So we were in Newark Airport, having just returned from a trip to Italy where we visited my dad. (He was stationed on the USS Nimitz which was docked in Naples for a few weeks around Christmas 1981.) Our flight back to Florida was overbooked so when asked my mom and friend (with visions of a free flight St. Thomas in their heads) immediately volunteered to be bumped to a later flight. As a result of traveling all day, the time change and being almost 12 years old, I was a cranky little bastard. So to keep me occupied for a while my mom gave me a couple of bucks to get some comics at the nearby newstand.
At this time I was a big Fantastic Four and X-Men fan with some occasional excursions into other titles whenever they had crossovers. (Sucker for the marketing.) The only money I had to spend was the result of chores, so I had to be choosy.
Unfortunately, I already had the copies of my normal titles the newstand stocked. So I spun the rack to find something interesting and came on the cover to the right.
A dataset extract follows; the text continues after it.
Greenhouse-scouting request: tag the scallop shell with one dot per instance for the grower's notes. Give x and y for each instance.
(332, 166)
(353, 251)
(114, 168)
It looks cheesy now (most comics do), but to a 12-year-old it was awesome. (That it was a double issue didn't hurt either.) I quickly snatched it up and went back to my hard plastic airport seat to wait for the next available flight.
The next available flight didn't turn out to be until the next day and the airline had to put us up in a nearby hotel. The next morning they put us in a taxi for one of the NYC airports and we finally caught a plane home.
I read that comic at least a dozen times in the next 24 hours. I read it in the airport, I read it in the taxi, I read it in the hotel room. I ignored everything else, just shuffling along from one place to the next with the comic in my mitts. This was amazing work. I had no idea who any of the characters were, but it was packed with continuous action, spare but smart dialog and some shocking images. The sequence from the movie between Bullseye and Elektra is lifted exactly from the comic, although it was much more powerful in the comic.
So after that I was hooked, picking up all the issues of DD I could find from my local shop. I soon figured out who Frank Miller was and learned at which issue he started his artist tenure and when he picked up the writing duties as well. And then I followed him to later projects, picking up the Ronin miniseries and the acclaimed Batman: The Dark Knight miniseries as well. While he dropped DD around issue 189 (if memory serves), he stuck with the Elektra character for one or two additional graphic novels to complete her story arc.